Agreement to enable ad-triggering capabilities for DISH's DVR customers is latest salvo in the battle to keep viewers engaged with commercial messages

By Marisa Guthrie -- Broadcasting & Cable, 5/24/2008 11:01:00 AM

NBC Universal’s agreement with DISH Network to enable ad-triggering capabilities for the satellite provider’s DVR customers, which follows a similar deal late last year with TiVo subscribers, is one more salvo in the ongoing battle to keep viewers engaged with commercial messages.

The DVR—which is estimated by Nielsen to be in 20% of households and growing rapidly—is a bane for advertisers and programmers ever more desperate to connect with viewers in a rapidly fractionalizing media market.

Interactive triggers let satellite customers with DVRs use their remote control to request more information or access special discounts from an advertisement. Viewers select an icon displayed during a commercial that takes them to a separate page. Once finished, they’re conveniently returned to their program at the exact place they exited. Put simply, it is the interactive Internet advertising model adapted for television.

The DISH and TiVo deals include the full suite of NBC Universal television networks (NBC, USA, Sci Fi, Bravo) and 10 NBC owned-and-operated TV stations (including WNBC New York and KNBC Los Angeles).

“I think that advertisers are clearly seeking more ROI [return on investment] in their advertising on a traditional TV model,” says Ed Swindler, executive VP and COO of ad sales at NBC Universal.

Trigger capabilities, he adds, “enable [advertisers] to focus more on the viewer response.
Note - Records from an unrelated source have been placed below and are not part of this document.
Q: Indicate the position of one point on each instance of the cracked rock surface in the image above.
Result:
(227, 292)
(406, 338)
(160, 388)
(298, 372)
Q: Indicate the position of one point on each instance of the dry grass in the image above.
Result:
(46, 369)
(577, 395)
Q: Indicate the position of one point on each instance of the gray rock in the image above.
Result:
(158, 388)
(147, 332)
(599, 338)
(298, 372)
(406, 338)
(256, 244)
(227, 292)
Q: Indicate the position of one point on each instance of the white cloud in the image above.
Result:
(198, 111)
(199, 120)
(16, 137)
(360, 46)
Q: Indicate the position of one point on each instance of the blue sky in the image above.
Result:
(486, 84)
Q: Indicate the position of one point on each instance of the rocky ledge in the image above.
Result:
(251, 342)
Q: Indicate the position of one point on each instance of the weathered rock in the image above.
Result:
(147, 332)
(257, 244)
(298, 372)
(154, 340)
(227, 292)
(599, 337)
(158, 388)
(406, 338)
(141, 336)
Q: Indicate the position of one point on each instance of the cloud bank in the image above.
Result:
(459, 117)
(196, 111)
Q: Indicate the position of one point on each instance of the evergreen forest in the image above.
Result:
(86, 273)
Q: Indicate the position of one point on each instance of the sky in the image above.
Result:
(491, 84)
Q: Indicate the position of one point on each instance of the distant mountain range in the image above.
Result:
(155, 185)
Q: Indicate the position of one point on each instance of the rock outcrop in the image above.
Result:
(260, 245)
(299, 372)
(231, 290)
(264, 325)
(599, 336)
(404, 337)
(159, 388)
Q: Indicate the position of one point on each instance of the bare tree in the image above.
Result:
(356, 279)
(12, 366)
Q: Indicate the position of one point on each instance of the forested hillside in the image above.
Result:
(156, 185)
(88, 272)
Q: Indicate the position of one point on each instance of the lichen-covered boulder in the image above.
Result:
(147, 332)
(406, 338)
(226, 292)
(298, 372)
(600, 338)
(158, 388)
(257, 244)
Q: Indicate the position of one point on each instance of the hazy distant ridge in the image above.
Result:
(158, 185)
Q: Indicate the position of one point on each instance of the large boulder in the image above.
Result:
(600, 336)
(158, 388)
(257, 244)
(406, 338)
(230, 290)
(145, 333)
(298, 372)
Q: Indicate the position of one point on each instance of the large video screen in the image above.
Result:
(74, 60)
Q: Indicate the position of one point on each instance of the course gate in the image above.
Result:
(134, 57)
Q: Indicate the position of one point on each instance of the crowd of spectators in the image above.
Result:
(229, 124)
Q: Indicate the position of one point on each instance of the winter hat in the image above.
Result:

Ultimately, advertisers over time are really buying the response of the viewer, not just the number of viewers. And there has been no way to accomplish that goal on television.”

The deal will also give NBC the ability to provide detailed reports about viewer participation with DISH Network’s interactive products. And the more information advertisers have about consumers, conventional wisdom implies, the better they will be able to sell to them.

“Every client we have is under substantial pressure to improve the efficiency of their marketing buy,” Swindler says, “and that’s particularly true when the economy begins to sag. Fractionalization and technology and time shifting are simply a fact of life, and if we don’t get our arms around how to monetize television by increasing the effectiveness of advertising, it will affect our business adversely.”

To that end, the fourth-place network has stressed a collaborative approach to the upfront selling season, when networks unload about 75% of their seasonal primetime inventory. Last year, the broadcast networks’ upfront haul came in at $8.9 billion. But the writers’ strike and the foundering American economy combined to dampen the upfront and have some Wall Street analysts predicting as much as a 14% dip this season.

At the recently concluded upfront week in New York, NBC Universal jettisoned the traditional Radio City Music Hall dog-and-pony show for an interactive “experience” at Rockefeller Center designed to highlight the broad range of advertising opportunities—cable, film, digital, theme parks. The takeaway: more bang for precious advertising bucks.

But old business models change slowly. “There’s one great truth: We are not changing the advertising model fast enough,” Swindler concedes. “I do believe the ad model will evolve over time. It will be a fast evolution rather than a revolution. But it will evolve. And I think that if we don’t help move it along, then we are not managing our business properly.”